We will follow Marr and Poggio and set up a threshold logic unit at each location of the compatibility matrix, and wire each up to reflect the above constraints. We are going to have to worry about the boundaries. There are several ways of doing this. One is to have a "free" boundary in which the connection weights at the boundaries are actually different (to compensate for a lack of neighbors in the other directions). Although not biologically realistic, a second way is to use a toroidal geometry, restricting indices by the following modulus function: myMod[x_] := Mod[x-1,size]+1. This option is computationally convenient and makes it possible to comply with the restriction of symmetric connections everywhere.
To encourage uniqueness, let's make the vertical and horizontal connection weights all equal and negative with a weight inhib. To encourage smoothness, we'll make the diagonal support positive with mutally excitatory weights excit. The network will have biases for each unit (which are equivalent to appropriate thresholds for each unit) proportional to the original compatibility matrix. These biases correspond to the Ui's in the Hopfield net and serve to prevent the network from loosing this strong constraint from the data as the iterations progress.
Note that we won't set up the network calculations using a matrix and matrix multiplications as you will do in the Hopfield memory examples. This is because most of our connections are zero and we don't want to waste time multiplying zero elements and adding them up. So the code below will look messier.
(Animation)
To do random asynchronous updating, you simply pick a site at random and update it, and then pick another, and so on.
excitWeight = 2
inhibWeight = -1
theta = 13
k = 8
V = compatibility.copy()
def r(ind):
return ind % 32
for iter in range(10000):
p = np.random.randint(32, size=(1,2))
x0 = p[0,0]; y0 = p[0,1]
# sum over the same row
inhib = 0
for x in range(-4, 5):
inhib = inhib + V[y0, r(x0+x)]
# sum over the same col
for y in range(-4, 5):
inhib = inhib + V[r(y0+y), x0]
inhib = inhib - 2 * V[y0, x0]
# sum over diagonal
excit = 0
for off in range(-4, 5):
excit = excit + V[r(y0+off), r(x0+off)]
excit = excit - V[y0,x0]
V[y0, x0] = (inhibWeight * inhib + excitWeight * excit + k * V[y0,x0] > theta)
plt.subplot(121); imshowPatch(-compatibility)
plt.subplot(122); imshowPatch(-V)
What use is energy?
We haven't computed the Hopfield energy for each iteration.
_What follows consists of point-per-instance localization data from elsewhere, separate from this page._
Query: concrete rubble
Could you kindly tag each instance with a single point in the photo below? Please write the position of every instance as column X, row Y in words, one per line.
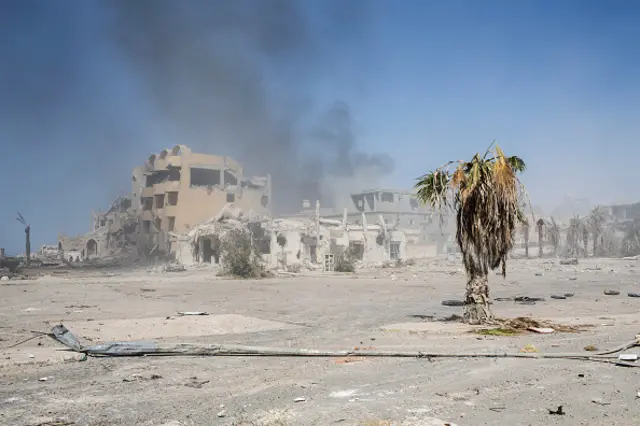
column 290, row 244
column 114, row 235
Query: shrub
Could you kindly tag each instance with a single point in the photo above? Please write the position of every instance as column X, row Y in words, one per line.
column 241, row 258
column 345, row 262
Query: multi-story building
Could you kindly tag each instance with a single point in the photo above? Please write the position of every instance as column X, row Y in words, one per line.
column 177, row 189
column 425, row 235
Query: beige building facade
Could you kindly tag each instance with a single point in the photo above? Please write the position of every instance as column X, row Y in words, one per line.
column 177, row 189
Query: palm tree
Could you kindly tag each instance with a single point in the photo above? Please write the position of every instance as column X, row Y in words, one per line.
column 27, row 232
column 540, row 225
column 485, row 194
column 573, row 235
column 554, row 235
column 595, row 222
column 585, row 238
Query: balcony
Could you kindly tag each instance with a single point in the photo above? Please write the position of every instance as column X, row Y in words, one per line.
column 159, row 188
column 173, row 161
column 170, row 210
column 147, row 192
column 160, row 164
column 172, row 186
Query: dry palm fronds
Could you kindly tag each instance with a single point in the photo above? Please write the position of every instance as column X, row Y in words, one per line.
column 488, row 199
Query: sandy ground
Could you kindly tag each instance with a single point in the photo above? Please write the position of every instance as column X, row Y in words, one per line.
column 41, row 384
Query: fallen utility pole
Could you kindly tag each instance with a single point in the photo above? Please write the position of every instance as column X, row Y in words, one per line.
column 63, row 335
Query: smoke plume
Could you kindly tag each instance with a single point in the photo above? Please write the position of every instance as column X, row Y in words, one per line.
column 231, row 77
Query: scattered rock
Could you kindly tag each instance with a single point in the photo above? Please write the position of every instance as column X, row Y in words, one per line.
column 558, row 412
column 197, row 384
column 528, row 300
column 529, row 349
column 541, row 330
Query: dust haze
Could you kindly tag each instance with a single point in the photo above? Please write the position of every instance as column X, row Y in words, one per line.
column 113, row 81
column 231, row 77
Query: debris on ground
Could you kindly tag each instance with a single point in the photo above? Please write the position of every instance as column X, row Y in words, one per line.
column 628, row 357
column 600, row 401
column 541, row 330
column 558, row 412
column 174, row 267
column 557, row 296
column 452, row 303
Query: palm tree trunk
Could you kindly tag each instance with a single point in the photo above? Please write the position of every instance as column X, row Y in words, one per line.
column 477, row 307
column 539, row 240
column 27, row 231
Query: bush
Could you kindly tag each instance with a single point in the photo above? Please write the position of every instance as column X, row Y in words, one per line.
column 241, row 258
column 345, row 262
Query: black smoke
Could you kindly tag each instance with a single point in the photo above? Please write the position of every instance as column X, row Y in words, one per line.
column 224, row 77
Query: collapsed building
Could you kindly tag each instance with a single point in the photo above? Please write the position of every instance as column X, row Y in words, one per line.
column 288, row 242
column 424, row 233
column 172, row 192
column 113, row 232
column 178, row 189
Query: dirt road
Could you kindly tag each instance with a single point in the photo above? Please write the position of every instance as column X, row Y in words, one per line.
column 381, row 309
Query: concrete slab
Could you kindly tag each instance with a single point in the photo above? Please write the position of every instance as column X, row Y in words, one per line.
column 429, row 327
column 36, row 356
column 183, row 327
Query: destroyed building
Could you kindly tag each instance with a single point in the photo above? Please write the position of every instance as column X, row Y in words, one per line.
column 172, row 192
column 315, row 243
column 113, row 231
column 398, row 210
column 178, row 189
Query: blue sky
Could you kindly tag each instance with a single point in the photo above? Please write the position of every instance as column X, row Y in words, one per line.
column 555, row 82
But we could, and in fact this calculation can be useful.
In our toy example of a random dot stereogram, we know the answer (we made the stereogram), so computation of the energy of the final stable state can be compared with the energy of the right answer. If the right answer has a lower energy than the stable state reached, we know we got stuck in a local minimum. If the right answer has a higher energy, then the constraints must have been set up incorrectly. Energy can be a useful number to calculate during network model development.